La naissance d’une filière européenne de production de batteries, destinée à alimenter les besoins de l’industrie automobile, poursuit son cours. Réunis au sein du ministère de l’Economie et des Finances à Paris, Bruno Le Maire et son homologue allemand Peter Altmaier se sont félicités jeudi 2 mai du "soutien stratégique [apporté par] la Commission européenne" sur l’initiative franco-allemande d’Airbus des batteries, qui devient de facto "un projet européen", selon les termes du ministre français.

"D’autres Etats membres ont déjà manifesté leur souhait de rejoindre le projet. Je pense à l'Italie, à la Belgique, à la Pologne, à l'Autriche, à la Finlande", a ajouté Bruno Le Maire, en présence du vice-président de la Commission européenne Maros Sefcovic. Pour mener à bien ce projet, "cinq à six milliards d’euros seront investis pour construire les premières lignes de production", a précisé le ministre français. Une enveloppe composée à "4 milliards d’euros d’argent privé" et à 1,2 milliard de subventions publiques, un montant ayant fait l’objet d’un accord de principe par la Commission.

PSA et Saft intéressés

L’attribution de cette somme de financement public à l’Airbus des batteries pourrait intervenir rapidement. Maros Sefcovic a ainsi estimé qu’un feu vert pourrait être donné "avant la fin [du] mandat de la Commission européenne, c’est-à-dire avant la fin d’octobre de cette année". De quoi alimenter les besoins d’un premier consortium, qui devrait être composé du fabricant français de batteries Saft, propriété de Total, ainsi que de PSA et de sa nouvelle propriété allemande, la marque Opel.
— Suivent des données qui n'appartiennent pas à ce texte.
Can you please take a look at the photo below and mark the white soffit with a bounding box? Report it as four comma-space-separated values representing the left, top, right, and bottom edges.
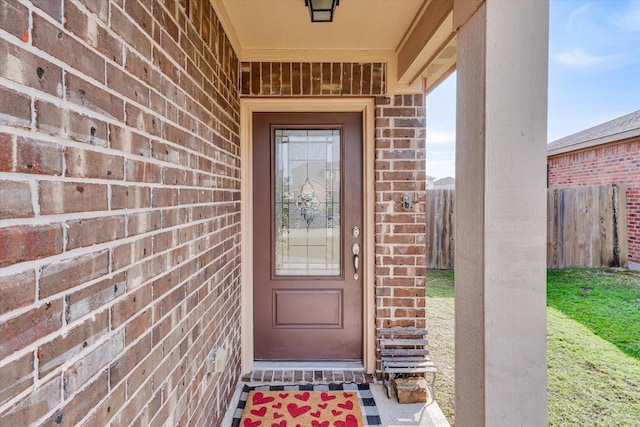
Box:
219, 0, 425, 61
211, 0, 456, 91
Sollicité par L’Usine Nouvelle, le groupe PSA confirme qu’un dossier est bel et bien "à l’étude via sa filiale Opel, dans un contexte de sécurisation à long terme de ses approvisionnements de batteries". Le constructeur automobile ajoute toutefois qu’"aucune décision n’est prise à ce stade", et ne le sera "tant que l’Union européenne n’aura pris un engagement formel" dans la naissance de cette filière de production et de recyclage de batteries pour l’automobile.

Vers une production de batteries solides

Le groupe n’est toutefois pas le seul à être intéressé par cette initiative, à en croire les annonces des ministres. "Nous avons un intérêt plus élevé que jamais [pour ce projet]. Nous avons publié un appel d’offres récemment, et avons obtenu plus de 35 réponses positives, y compris des grands producteurs d’automobiles", a confirmé le ministre allemand de l’Economie et de l’Energie, Peter Altmaier. C’est que "le temps presse, si nous voulons que notre production européenne soit en place d’ici quatre à cinq ans", a justifié Maros Sefcovic.

Pour atteindre ces objectifs, une première usine pilote devrait être construite dès 2020 en France, d’après Bruno Le Maire, et qui générerait 200 emplois. Des forces vives que viendraient compléter 1 500 personnes supplémentaires dans chacune des deux usines de production de batteries prévues en France et en Allemagne. Celles-ci produiraient des "batteries liquides améliorées" à échéance 2022 à 2023. Et ce, avant de passer à une nouvelle génération de batteries dites solides, "vers 2025 à 2026", à en croire Bruno Le Maire.

3% de la production mondiale en Europe

De quoi rattraper le retard de l’industrie automobile européenne dans le domaine de la batterie, actuellement dominé largement par l’Asie et plus particulièrement la Chine. "Aucune entreprise européenne ne produit actuellement à grande échelle. Nous représentons seulement 3% de l’offre mondiale de batteries", a déploré Maros Sefcovic, tout en ajoutant que l’Europe pourrait avoir besoin de "10 à 25 gigafactories pour satisfaire les besoins" croissants en voitures électriques en Europe.

Dans le cadre d’une étude sur le futur de la mobilité et l’attractivité de la France réalisée avec Patrick Pelata, ancien directeur général de Renault, Xavier Mosquet, directeur associé senior au Boston Consulting Group (BCG), estimait que "d’ici 2030, le marché mondial des batteries pour véhicules électriques devrait atteindre 45 milliards d’euros, dont 25% du montant lié au marché européen". Une croissance de la demande qui supposait, selon le spécialiste, la mise en place d’une filière compétitive en Europe… dès 2022 à 2023.